The present study has a couple of potential limitations. The fixed height of drop jump platform (30 cm), rather than a percentage of participants height or leg length, was provided for all participants. This potentially affects joint stiffness in that each individual could have different perceived intensity of the external load in relation to their functional capacity to resist the external loads. Another limitation of this study is that the shoes were not controlled. All participants were allowed to wear their own athletic shoes that have different mechanical properties across participants’ shoes.
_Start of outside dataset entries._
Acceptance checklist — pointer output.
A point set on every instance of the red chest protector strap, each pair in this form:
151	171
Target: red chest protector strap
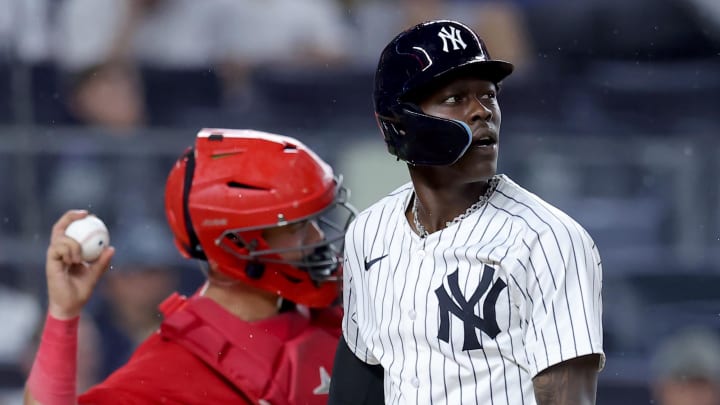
256	361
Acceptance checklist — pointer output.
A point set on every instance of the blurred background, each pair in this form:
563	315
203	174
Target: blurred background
612	115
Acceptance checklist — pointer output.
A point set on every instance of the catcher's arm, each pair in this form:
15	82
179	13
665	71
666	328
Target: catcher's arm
572	382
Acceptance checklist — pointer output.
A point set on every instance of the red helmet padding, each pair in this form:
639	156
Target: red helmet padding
246	178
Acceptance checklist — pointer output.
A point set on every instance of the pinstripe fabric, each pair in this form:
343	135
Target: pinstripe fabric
471	313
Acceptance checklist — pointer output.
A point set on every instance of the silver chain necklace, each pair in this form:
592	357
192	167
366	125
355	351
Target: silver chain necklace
492	185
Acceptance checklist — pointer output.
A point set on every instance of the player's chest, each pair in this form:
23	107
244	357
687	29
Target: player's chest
418	289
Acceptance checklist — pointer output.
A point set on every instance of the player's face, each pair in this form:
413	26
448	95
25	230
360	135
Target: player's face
294	237
474	102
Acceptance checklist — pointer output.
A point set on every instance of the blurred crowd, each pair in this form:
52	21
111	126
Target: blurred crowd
125	64
603	67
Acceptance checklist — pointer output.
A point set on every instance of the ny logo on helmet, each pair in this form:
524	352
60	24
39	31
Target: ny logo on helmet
464	308
453	36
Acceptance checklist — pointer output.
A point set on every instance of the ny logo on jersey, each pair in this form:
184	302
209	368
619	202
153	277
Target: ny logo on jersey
453	36
464	308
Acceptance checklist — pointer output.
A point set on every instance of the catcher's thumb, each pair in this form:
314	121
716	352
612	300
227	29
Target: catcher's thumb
102	264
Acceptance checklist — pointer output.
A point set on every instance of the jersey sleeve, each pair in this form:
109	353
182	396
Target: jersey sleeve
353	296
564	302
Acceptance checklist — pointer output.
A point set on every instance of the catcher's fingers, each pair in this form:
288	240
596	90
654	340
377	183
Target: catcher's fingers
61	251
61	225
66	249
102	264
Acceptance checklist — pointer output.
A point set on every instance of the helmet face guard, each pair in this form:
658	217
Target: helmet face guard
413	62
233	186
322	260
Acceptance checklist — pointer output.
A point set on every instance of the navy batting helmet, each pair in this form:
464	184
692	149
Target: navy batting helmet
412	62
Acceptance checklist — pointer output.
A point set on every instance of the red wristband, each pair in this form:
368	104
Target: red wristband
52	380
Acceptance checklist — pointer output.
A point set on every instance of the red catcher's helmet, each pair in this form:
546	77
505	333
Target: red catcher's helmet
222	194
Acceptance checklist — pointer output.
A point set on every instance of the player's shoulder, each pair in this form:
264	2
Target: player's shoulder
536	213
392	201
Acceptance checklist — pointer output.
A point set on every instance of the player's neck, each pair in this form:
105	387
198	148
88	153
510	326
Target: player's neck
437	206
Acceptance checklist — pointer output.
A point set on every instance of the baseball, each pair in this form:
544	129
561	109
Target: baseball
92	234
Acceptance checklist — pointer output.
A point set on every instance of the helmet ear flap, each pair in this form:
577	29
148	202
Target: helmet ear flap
193	249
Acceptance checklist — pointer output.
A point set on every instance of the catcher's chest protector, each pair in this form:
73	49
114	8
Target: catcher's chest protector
266	368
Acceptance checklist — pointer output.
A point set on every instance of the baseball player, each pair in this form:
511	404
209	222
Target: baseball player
263	328
462	287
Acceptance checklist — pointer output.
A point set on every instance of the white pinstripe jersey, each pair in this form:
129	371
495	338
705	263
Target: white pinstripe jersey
471	313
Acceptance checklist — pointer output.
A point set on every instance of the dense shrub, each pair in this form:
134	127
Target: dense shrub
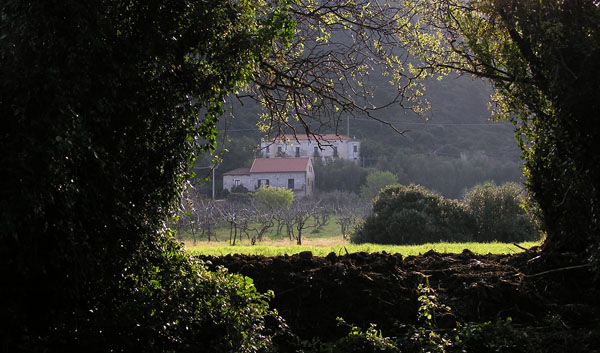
499	213
104	105
414	215
375	182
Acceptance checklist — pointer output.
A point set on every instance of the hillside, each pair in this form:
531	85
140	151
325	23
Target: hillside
453	147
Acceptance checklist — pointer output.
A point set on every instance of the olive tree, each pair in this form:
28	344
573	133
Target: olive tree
541	57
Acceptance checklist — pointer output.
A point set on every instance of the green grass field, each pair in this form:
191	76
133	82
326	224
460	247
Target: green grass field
322	247
328	239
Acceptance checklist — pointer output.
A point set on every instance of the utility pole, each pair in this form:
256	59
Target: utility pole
348	126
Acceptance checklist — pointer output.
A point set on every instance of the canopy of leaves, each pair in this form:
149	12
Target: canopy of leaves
104	104
542	58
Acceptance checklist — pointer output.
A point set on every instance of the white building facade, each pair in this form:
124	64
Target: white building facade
296	174
330	147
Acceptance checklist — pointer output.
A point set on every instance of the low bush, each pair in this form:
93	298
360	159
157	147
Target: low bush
500	214
414	215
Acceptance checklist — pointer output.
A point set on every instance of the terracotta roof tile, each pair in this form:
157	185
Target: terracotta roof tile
273	165
326	138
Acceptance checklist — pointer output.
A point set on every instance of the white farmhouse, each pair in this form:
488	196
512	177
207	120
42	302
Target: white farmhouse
331	147
296	174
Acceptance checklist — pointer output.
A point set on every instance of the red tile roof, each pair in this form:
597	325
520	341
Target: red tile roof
238	171
326	138
274	165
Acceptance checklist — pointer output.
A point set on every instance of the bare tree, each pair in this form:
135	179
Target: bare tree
302	213
322	73
232	212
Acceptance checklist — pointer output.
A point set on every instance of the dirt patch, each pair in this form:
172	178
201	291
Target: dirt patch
310	292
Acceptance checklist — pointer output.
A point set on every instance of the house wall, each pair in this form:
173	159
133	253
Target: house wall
229	181
304	182
345	149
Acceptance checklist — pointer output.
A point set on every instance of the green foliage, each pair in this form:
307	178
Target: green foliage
414	215
500	213
358	341
339	175
104	105
170	302
271	198
375	182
The different shoes could affect the interaction between the performer and the ground, specifically the vGRF (16), which could cause differences between the participants’ joint stiffness responses.

In summary, details about changes in joint stiffness were obtained by the quadratic model with subdivided eccentric phases, and this model provided better fitted line to obtain joint stiffness as compared to the linear model. The use of the quadratic model for subdivided eccentric phases would provide insight of changes in joint stiffness to absorb and transmit the external loads for the subsequent task.